Grabbing my bag out of the locker, I exhale with annoyance. Who does he think he is? But more importantly, why do I submit to his demands so easily? Sighing, I unzip my bag, pulling out the black yoga pants, sweatshirt, and Chucks I have stuffed in there along with my leotard, ballet slippers, and tights. I had plans to dance after my shift and now the arrogant asshole has ruined that. I could always argue with him, but I know there’sno point. It will only waste my energy, and something tells me I need to conserve it whenever I can around Nico Marchetti.
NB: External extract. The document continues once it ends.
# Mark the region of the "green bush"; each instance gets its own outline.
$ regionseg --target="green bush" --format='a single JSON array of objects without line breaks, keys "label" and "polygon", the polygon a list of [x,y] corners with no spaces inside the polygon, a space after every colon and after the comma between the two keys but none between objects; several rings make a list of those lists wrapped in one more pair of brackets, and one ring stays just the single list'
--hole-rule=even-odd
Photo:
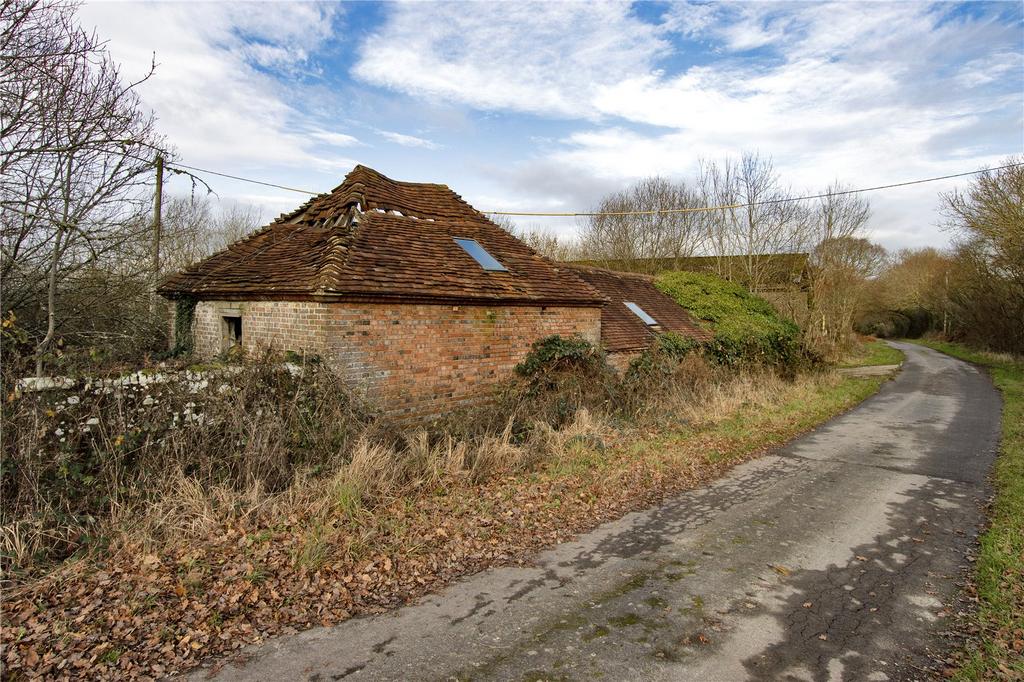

Huffing, I quickly change and then make my way back out to the entrance. Macy stands behind the desk, her eyes conspicuously on Nico as he leans against a wall, looking down at something on his cell. Hearing my footsteps both of their gazes snap to me. I swallow, ignoring Macy’s burning gaze in the side of my head and stride towards the man who is quickly taking over my life and, like a runaway train, I have no control over it.

His pale blue orbs spark with satisfaction when he spots me. Shoving his cell in his suit jacket pocket, he pushes off the wall, closing the distance between us. As if he needs to touch me, his palm lands on my lower back. Heat courses through me, creating goosebumps and warming every inch of my skin at the small contact.

“See you tomorrow,” I mumble at Macy, my cheeks heating in embarrassment.

“Bye, Ocean. Have a good evening. You too, Mr. Marchetti.” Though Macy’s voice is chirpy, I don’t miss the hint of jealousy. Great. Is she going to start treating me differently now?